Supreme Court Denies Cert in Extraterritorial Wire Fraud Case


Supreme Court” by missycaulk

is licensed under CC BY-SA 2.0

The Supreme Court denied cert this morning in Elbaz v. United States, a case involving the extraterritorial reach of the federal wire fraud statute. The order lets stand a decision of the Fourth Circuit holding that the wire fraud statute could be applied to a scheme to defraud investors centered in Israel based on two emails and a phone call with residents of Maryland. Other circuits have required that the use of U.S. wires be a “core component” of the scheme to defraud. For the time being, this circuit split will persist.

Last week, the Court denied cert in another extraterritoriality case,  Laydon v. Cooperative Rabobank U.A., involving the geographic scope of the Commodity Exchange Act. Laydon raised the question—albeit indirectly—whether the “transactional test” that the Supreme Court adopted in Morrison v. National Australia Bank (2010) for claims under § 10(b) of the Securities Exchange Act is exclusive or whether it can be supplemented with other limits on extraterritoriality. The circuits are divided on this question too.

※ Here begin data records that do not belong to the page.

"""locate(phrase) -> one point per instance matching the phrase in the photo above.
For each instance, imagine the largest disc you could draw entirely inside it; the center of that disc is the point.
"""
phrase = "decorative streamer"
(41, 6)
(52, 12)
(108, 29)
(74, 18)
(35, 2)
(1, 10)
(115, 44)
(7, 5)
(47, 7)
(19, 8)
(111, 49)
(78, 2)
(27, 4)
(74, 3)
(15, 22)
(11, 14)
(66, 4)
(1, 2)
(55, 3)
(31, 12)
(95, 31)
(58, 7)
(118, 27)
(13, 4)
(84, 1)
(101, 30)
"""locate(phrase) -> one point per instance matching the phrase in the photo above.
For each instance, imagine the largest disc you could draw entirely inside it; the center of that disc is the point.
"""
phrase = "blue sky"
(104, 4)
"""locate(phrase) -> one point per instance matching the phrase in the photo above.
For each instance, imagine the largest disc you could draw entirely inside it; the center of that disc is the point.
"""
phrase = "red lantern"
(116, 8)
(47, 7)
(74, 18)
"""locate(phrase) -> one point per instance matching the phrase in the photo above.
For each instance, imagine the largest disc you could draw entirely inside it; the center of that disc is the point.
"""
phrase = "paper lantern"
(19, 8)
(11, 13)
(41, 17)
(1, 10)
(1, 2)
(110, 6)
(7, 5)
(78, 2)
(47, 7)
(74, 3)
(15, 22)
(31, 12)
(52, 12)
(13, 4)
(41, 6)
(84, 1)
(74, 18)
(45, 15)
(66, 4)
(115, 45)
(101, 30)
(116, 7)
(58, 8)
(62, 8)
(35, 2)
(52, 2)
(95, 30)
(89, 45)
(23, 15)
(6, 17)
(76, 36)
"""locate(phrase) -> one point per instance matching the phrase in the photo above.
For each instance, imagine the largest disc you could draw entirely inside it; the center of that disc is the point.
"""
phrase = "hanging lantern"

Perhaps the Justices want to take a break from extraterritoriality cases. Last term they decided two such cases and seemed divided over how to handle them. In Yegiazaryan v. Smagin, the Court adopted a “context specific” approach to the domestic injury requirement under civil RICO. Writing for the majority, Justice Sotomayor signaled an openness to flexible standards, which Justice Alito’s dissent warned would “sow[] confusion” in the lower courts.

A week later in Abitron Austria GmbH v. Hectronic International, Inc., with the writing assignments reversed, Justice Alito adopted a hardline version of the presumption against extraterritoriality insisting on relevant conduct in the United States, while Justice Sotomayor argued for a less “myopic” approach. As I have written previously, Justice Alito’s opinion threatens to turn the clock on extraterritoriality back to the early twentieth century, frustrating congressional intent and unsettling existing precedents.

There is confusion in the lower courts about how to determine the geographic scope of federal statutes, in part because of the Supreme Court’s conflicting signals. Elbaz and Laydon reflect this disarray. Refusing to take more extraterritoriality cases is not going to make the problems go away.